En l'espèce, sur le moyen tiré de la nullité de l'acte de saisine du juge des libertés et de la détention dès lors que ne figurent ni le nom ni la qualité de la personne signataire, il convient de constater que si ce moyen d'irrecevabilité peut être soulevé pour la première fois en cause d'appel il convient de rappeler que devant la cour l'établissement hospitalier n'est pas tenu d'être présent ou de se faire représenter.
Dès lors, au titre du respect du principe du contradictoire, il convient de constater que si le conseil de Mme [Y] [F] a dûment adressé ses conclusions au greffe de la cour et à l'avocate générale, aucun document ne justifie leur transmission à l'établissement hospitalier, partie à la procédure, ce qui n'a pas permis à ce dernier de répondre au moyen soulevé et, le cas échéant, de régulariser la procédure, en communiquant l'identité, la qualité et la délégation de la signature du signataire. L'exception d'irrecevabilité de la requête est rejetée.

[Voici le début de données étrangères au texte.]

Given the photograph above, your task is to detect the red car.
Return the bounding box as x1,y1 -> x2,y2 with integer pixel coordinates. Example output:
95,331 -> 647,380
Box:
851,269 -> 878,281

Sur le moyen tiré de l'absence de procédure de mise sous protection, outre le fait que ce moyen n'est assorti d'aucune demande, il convient de rappeler que s'il est nécessaire de disposer d'information quant à l'existence d'une mesure de protection pour que, le cas échéant, puisse être convoqué le curateur ou le tuteur, sachant que, quelque soit le fondement de l'hospitalisation sans consentement, elle est sans effet sur la nécessité ou non pour la personne concernée d'être mise sous mesure de protection. Le moyen est rejeté.
Sur l'absence de production de la pièce d'identité du tiers à la demande d'hospitalisation, il convient de constater qu'aucune demande particulière n'est formée à ce titre et que si la pièce d'identité de Mme [H] [B], en sa qualité de tiers demandeur à l'admission, n'est pas jointe à la procédure, il n'est pas contesté qu'il s'agit d'une des filles de Mme [Y] [F].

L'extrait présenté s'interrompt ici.